For a long time, many Americans worried whether Iraq was becoming another Vietnam.
Now, as sectarian strife between Shiite and Sunni Muslims spreads, a grimmer and more disturbing question is emerging: Could Iraq become another Lebanon?
With the US military campaign in Iraq entering its fourth year, longtime concerns about the stubborn insurgency are being compounded by new fears that the country stands on the verge of civil war.
PHOTOS: NY TIMES NEWS SERVICE
"Could anyone imagine it would be more perilous than it is today?" Bruce Hoffman, a defense analyst for the Rand Corp, said Thursday in an interview. "The prospect of civil war is looming much larger than at any time in the past."
The bombing of a Shiite holy shrine at a mosque in Samarra on Feb. 22 unleashed a bloodbath that has claimed 1,500 lives and set off a wave of retribution killings.
Rob Malley, head of Middle East studies for the International Crisis Group in Brussels, Belgium, sees an even worse threat.
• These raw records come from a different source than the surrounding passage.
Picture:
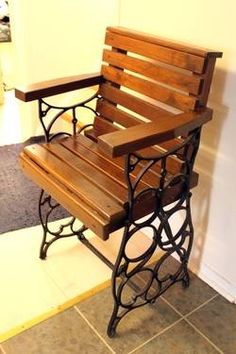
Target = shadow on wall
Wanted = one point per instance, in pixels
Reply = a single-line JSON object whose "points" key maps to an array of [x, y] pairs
{"points": [[205, 165]]}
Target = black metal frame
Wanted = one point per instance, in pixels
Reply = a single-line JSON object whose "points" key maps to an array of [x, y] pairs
{"points": [[147, 279]]}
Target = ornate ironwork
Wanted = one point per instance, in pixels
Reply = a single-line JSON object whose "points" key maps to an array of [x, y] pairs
{"points": [[49, 114], [153, 280], [46, 208]]}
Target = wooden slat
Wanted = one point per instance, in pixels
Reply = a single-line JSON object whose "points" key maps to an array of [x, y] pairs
{"points": [[91, 172], [150, 38], [112, 113], [141, 136], [181, 81], [133, 103], [71, 202], [167, 55], [114, 168], [76, 182], [174, 165], [148, 88], [57, 86]]}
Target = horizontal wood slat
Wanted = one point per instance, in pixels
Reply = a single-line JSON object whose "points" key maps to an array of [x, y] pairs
{"points": [[141, 136], [174, 165], [181, 81], [167, 55], [57, 86], [131, 102], [68, 175], [75, 205], [113, 168], [150, 38], [112, 113], [148, 88]]}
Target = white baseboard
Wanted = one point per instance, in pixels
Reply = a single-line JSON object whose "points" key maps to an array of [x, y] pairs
{"points": [[216, 281]]}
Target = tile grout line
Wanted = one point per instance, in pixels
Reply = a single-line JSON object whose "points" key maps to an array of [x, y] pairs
{"points": [[94, 330], [200, 306], [185, 318], [189, 313], [156, 335], [204, 336], [182, 318]]}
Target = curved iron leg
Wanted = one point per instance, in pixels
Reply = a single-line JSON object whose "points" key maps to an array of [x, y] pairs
{"points": [[66, 229], [126, 270]]}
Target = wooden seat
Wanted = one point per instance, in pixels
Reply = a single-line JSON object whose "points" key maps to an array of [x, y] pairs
{"points": [[135, 161], [88, 183]]}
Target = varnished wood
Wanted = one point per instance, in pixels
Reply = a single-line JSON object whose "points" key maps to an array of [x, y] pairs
{"points": [[152, 93], [140, 136], [150, 38], [112, 113], [164, 54], [55, 87], [149, 88], [131, 102], [181, 81]]}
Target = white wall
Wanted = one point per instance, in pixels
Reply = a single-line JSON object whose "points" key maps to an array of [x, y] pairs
{"points": [[208, 24], [54, 39]]}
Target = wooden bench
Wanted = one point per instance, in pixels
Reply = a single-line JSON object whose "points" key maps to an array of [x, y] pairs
{"points": [[133, 168]]}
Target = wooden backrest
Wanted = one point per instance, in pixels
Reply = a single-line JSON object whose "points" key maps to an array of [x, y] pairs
{"points": [[147, 77]]}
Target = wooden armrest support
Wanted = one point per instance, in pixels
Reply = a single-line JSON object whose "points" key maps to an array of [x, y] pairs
{"points": [[57, 86], [143, 135]]}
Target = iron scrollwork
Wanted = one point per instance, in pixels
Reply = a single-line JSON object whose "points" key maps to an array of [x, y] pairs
{"points": [[49, 115], [152, 277]]}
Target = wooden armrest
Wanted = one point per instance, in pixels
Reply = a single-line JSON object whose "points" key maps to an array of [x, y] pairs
{"points": [[143, 135], [54, 87]]}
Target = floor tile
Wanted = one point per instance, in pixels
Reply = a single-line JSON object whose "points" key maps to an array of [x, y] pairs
{"points": [[26, 290], [62, 334], [135, 328], [180, 339], [217, 320], [186, 300]]}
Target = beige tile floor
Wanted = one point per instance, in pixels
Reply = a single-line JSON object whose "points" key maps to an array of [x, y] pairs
{"points": [[32, 289], [196, 320]]}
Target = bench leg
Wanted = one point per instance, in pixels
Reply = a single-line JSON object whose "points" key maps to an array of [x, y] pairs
{"points": [[146, 274], [68, 229]]}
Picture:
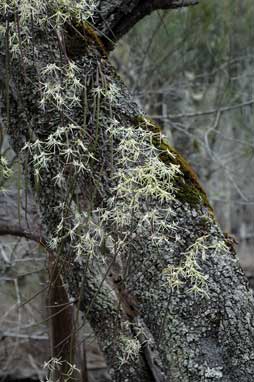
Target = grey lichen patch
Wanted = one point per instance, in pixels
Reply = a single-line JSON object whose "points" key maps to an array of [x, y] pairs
{"points": [[188, 186]]}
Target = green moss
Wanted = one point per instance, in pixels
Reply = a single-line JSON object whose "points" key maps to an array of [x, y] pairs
{"points": [[189, 188]]}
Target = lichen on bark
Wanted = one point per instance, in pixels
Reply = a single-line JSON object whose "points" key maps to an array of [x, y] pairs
{"points": [[114, 196]]}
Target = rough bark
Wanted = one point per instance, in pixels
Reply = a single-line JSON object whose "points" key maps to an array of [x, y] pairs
{"points": [[157, 243]]}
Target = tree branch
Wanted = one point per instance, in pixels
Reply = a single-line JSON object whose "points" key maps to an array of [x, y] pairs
{"points": [[123, 17]]}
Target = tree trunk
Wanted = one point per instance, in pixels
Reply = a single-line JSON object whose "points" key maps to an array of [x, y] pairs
{"points": [[136, 239]]}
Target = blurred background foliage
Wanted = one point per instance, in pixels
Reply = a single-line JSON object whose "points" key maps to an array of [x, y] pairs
{"points": [[192, 71]]}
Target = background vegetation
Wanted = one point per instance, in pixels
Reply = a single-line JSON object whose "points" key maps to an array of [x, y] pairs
{"points": [[193, 73]]}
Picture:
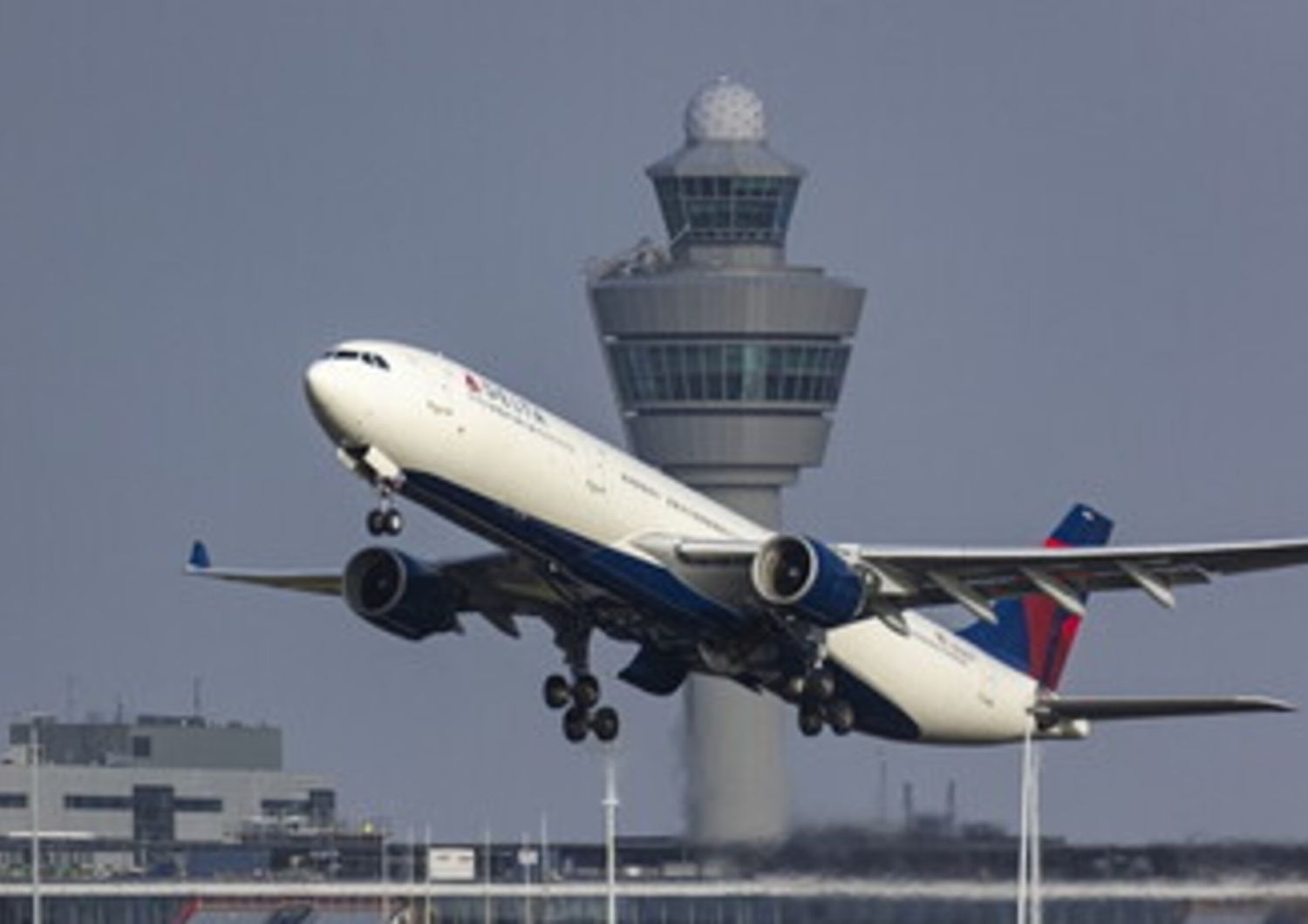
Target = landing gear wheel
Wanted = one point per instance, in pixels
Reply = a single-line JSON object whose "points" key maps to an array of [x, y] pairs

He worries about the Iraq war extending beyond its borders and becoming a regional conflict, with Iran, Saudi Arabia and other neighbors pulled into the fray.
"The more chaotic the situation becomes, the more it spills over into neighboring states, and the more those states will take action to protect their interests," Malley said.
The Bush administration's hard-line stance against Iran's nuclear ambitions, Malley said, collides with its attempt to persuade Iranian-affiliated Iraqi Shiites to give Sunnis more oil revenues and a larger role in the government now being formed. Martin Van Creveld, a prominent Israeli military historian who is the only non-US author on the US Army's required reading list for officers, offered a brutal assessment of the decision to invade Iraq. It was, Van Creveld said, the worst military adventure in 20 centuries.
"For misleading the American people and launching the most foolish war since Emperor Augustus in 9BC sent his legions into Germany and lost them, Bush deserves to be impeached and, once he has been removed from office, put on trial," Van Creveld wrote in the Forward, a mainly Jewish-readership newspaper in New York.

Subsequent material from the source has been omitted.